Diroma Maria Angela, Lubisco Paolo, Attimonelli Marcella
Department of Biosciences, Biotechnologies and Biopharmaceutics, University of Bari, Bari, 70126, Italy.
BMC Bioinformatics. 2016 Nov 8;17(Suppl 12):338. doi: 10.1186/s12859-016-1193-4.
The abundance of biological data characterizing the genomics era is contributing to a comprehensive understanding of human mitochondrial genetics.
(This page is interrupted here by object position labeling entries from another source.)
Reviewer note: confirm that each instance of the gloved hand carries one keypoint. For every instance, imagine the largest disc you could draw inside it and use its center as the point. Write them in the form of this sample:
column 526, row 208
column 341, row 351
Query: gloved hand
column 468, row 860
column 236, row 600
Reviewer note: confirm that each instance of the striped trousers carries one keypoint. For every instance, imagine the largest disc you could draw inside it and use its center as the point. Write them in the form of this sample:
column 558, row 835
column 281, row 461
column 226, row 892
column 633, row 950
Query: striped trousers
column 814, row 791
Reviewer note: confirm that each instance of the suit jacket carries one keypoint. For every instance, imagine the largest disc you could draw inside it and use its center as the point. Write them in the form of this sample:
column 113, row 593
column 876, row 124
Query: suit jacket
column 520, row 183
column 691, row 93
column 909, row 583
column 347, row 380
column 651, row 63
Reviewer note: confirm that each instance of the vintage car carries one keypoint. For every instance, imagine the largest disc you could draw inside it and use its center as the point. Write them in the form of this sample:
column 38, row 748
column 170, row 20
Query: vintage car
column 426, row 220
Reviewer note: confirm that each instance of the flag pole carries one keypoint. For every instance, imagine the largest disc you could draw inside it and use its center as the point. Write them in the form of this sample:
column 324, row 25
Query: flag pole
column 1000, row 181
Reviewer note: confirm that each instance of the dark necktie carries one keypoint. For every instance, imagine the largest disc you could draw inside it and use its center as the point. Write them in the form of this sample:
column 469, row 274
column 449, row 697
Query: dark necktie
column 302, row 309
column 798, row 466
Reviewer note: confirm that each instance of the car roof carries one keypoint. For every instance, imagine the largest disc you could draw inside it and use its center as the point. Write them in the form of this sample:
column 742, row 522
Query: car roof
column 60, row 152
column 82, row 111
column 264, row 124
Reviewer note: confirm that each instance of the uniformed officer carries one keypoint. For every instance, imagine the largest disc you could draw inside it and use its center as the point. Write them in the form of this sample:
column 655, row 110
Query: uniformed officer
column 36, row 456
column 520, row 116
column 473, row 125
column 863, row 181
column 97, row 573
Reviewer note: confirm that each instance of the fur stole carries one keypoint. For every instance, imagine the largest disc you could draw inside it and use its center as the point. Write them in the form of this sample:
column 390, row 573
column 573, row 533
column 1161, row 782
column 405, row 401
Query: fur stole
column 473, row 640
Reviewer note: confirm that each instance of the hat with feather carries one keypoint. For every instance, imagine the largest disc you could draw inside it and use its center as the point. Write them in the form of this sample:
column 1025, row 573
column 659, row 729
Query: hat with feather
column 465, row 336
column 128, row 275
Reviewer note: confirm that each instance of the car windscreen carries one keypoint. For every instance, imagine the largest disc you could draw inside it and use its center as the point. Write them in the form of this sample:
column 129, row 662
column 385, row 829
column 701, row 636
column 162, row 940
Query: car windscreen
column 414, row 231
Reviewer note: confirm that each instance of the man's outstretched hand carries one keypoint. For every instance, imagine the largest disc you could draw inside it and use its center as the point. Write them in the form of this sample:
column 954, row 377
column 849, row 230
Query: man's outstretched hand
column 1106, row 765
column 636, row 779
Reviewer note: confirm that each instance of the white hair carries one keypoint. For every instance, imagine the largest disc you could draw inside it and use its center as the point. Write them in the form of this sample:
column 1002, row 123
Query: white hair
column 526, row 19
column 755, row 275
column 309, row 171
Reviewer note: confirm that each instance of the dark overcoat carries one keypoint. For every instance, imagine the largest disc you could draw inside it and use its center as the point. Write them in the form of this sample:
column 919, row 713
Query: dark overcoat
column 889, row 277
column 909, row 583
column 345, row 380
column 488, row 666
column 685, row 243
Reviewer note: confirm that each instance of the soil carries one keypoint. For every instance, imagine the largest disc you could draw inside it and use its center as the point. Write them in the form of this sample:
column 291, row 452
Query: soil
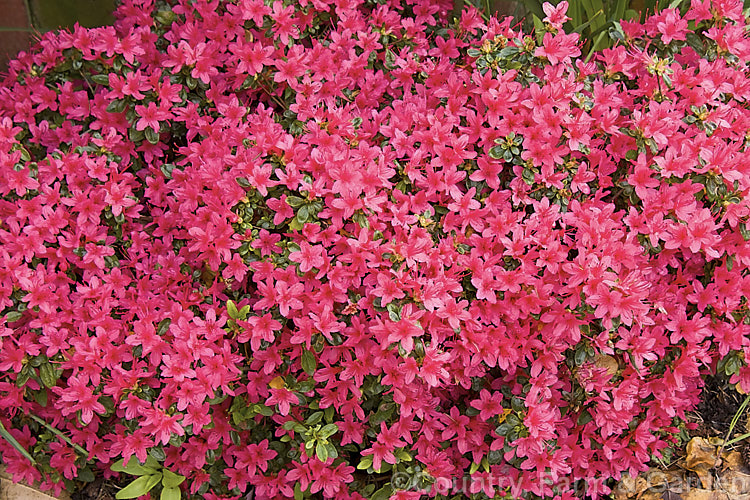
column 720, row 401
column 100, row 489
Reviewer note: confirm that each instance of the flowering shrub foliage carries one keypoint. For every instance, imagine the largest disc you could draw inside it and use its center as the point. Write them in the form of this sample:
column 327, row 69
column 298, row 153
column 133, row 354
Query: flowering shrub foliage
column 297, row 248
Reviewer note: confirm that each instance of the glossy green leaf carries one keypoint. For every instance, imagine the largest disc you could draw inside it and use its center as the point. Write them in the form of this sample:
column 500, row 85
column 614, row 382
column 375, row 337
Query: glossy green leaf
column 139, row 486
column 309, row 364
column 170, row 479
column 171, row 493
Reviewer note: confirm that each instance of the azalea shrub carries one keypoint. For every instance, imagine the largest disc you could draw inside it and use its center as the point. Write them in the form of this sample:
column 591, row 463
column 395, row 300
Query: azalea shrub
column 354, row 249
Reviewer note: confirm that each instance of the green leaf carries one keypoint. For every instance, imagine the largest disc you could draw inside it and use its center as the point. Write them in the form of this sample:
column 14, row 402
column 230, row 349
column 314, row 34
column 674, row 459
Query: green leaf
column 100, row 79
column 232, row 310
column 170, row 493
column 365, row 463
column 139, row 486
column 133, row 467
column 15, row 444
column 328, row 430
column 152, row 135
column 309, row 364
column 294, row 201
column 48, row 374
column 314, row 418
column 383, row 493
column 744, row 231
column 496, row 152
column 170, row 479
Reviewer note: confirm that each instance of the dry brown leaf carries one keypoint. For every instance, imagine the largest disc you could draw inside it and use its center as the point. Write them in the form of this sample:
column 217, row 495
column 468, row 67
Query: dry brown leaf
column 701, row 458
column 626, row 488
column 734, row 483
column 732, row 460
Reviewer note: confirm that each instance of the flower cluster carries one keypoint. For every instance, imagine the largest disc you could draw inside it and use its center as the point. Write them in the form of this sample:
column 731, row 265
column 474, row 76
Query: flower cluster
column 297, row 247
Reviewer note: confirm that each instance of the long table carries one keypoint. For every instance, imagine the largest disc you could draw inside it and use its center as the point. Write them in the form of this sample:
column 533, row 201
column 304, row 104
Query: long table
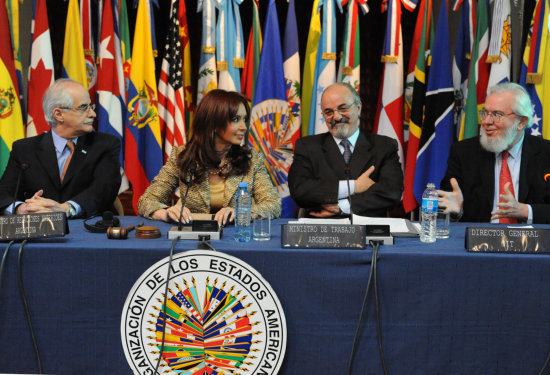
column 443, row 310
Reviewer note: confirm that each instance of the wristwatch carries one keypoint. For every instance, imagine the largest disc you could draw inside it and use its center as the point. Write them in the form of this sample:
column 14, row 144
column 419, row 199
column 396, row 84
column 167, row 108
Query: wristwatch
column 72, row 210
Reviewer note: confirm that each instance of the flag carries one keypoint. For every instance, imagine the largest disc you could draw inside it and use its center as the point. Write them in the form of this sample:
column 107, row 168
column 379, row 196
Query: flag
column 41, row 70
column 461, row 58
column 13, row 15
column 111, row 110
column 409, row 78
column 74, row 66
column 207, row 71
column 229, row 43
column 534, row 61
column 417, row 104
column 11, row 119
column 349, row 70
column 88, row 42
column 143, row 146
column 111, row 90
column 125, row 43
column 309, row 65
column 186, row 50
column 249, row 76
column 500, row 45
column 271, row 130
column 389, row 119
column 171, row 94
column 438, row 131
column 291, row 69
column 325, row 67
column 478, row 76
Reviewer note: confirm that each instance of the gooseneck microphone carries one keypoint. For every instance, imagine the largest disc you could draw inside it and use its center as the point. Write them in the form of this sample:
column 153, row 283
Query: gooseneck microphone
column 190, row 178
column 22, row 167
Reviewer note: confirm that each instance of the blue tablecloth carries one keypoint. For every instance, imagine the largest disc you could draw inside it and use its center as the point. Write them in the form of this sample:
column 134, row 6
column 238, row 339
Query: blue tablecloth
column 444, row 311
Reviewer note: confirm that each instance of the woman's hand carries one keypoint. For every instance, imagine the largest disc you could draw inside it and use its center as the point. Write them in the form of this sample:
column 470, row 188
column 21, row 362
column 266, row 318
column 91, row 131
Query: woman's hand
column 173, row 214
column 224, row 215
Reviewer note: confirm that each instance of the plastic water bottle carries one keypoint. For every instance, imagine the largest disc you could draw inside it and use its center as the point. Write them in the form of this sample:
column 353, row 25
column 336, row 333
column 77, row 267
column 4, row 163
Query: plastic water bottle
column 429, row 214
column 243, row 202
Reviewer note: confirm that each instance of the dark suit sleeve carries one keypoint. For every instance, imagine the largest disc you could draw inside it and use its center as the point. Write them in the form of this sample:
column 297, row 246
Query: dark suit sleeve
column 388, row 187
column 102, row 190
column 309, row 187
column 454, row 169
column 537, row 179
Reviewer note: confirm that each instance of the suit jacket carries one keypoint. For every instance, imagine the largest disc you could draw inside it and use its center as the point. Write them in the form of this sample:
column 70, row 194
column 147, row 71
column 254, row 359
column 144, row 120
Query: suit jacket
column 264, row 195
column 474, row 169
column 319, row 165
column 92, row 179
Nevertheless, many aspects are still unclear, specifically about the variability of the 22 human mitochondrial transfer RNA (tRNA) genes and their involvement in diseases. The complex enrichment and isolation of tRNAs in vitro leads to an incomplete knowledge of their post-transcriptional modifications and three-dimensional folding, essential for correct tRNA functioning. An accurate annotation of mitochondrial tRNA variants would be definitely useful and appreciated by mitochondrial researchers and clinicians since the most of bioinformatics tools for variant annotation and prioritization available so far cannot shed light on the functional role of tRNA variations.
To this aim, we updated our MToolBox pipeline for mitochondrial DNA analysis of high throughput and Sanger sequencing data by integrating tRNA variant annotations in order to identify and characterize relevant variants not only in protein coding regions, but also in tRNA genes. The annotation step in the pipeline now provides detailed information for variants mapping onto the 22 mitochondrial tRNAs. For each mt-tRNA position along the entire genome, the relative tRNA numbering, tRNA type, cloverleaf secondary domains (loops and stems), mature nucleotide and interactions in the three-dimensional folding were reported. Moreover, pathogenicity predictions for tRNA and rRNA variants were retrieved from the literature and integrated within the annotations provided by MToolBox, both in the stand-alone version and web-based tool at the Mitochondrial Disease Sequence Data Resource (MSeqDR) website. All the information available in the annotation step of MToolBox were exploited to generate custom tracks which can be displayed in the GBrowse instance at MSeqDR website.
To the best of our knowledge, specific data regarding mitochondrial variants in tRNA genes were introduced for the first time in a tool for mitochondrial genome analysis, supporting the interpretation of genetic variants in specific genomic contexts.
基因组学时代丰富的生物学数据有助于全面理解人类线粒体遗传学。然而,许多方面仍不清楚,特别是关于22个人类线粒体转移RNA(tRNA)基因的变异性及其与疾病的关系。tRNA在体外的复杂富集和分离导致对其转录后修饰和三维折叠的认识不完整,而这些对于tRNA的正确功能至关重要。线粒体tRNA变异体的准确注释对于线粒体研究人员和临床医生肯定是有用且受欢迎的,因为迄今为止可用的大多数用于变异体注释和优先级排序的生物信息学工具无法阐明tRNA变异的功能作用。
为此,我们更新了用于高通量和桑格测序数据线粒体DNA分析的MToolBox流程,整合了tRNA变异体注释,以便不仅在蛋白质编码区域,而且在tRNA基因中识别和表征相关变异体。流程中的注释步骤现在为映射到22个线粒体tRNA上的变异体提供详细信息。对于整个基因组中每个线粒体tRNA位置,报告了相对tRNA编号、tRNA类型、三叶草二级结构域(环和茎)、成熟核苷酸以及三维折叠中的相互作用。此外,从文献中检索了tRNA和rRNA变异体的致病性预测,并整合到MToolBox提供的注释中,包括独立版本和线粒体疾病序列数据资源(MSeqDR)网站的基于网络的工具中。利用MToolBox注释步骤中可用的所有信息生成自定义轨迹,可在MSeqDR网站的GBrowse实例中显示。
据我们所知,在用于线粒体基因组分析的工具中首次引入了关于tRNA基因中线粒体变异体的特定数据,支持在特定基因组背景下对遗传变异体的解释。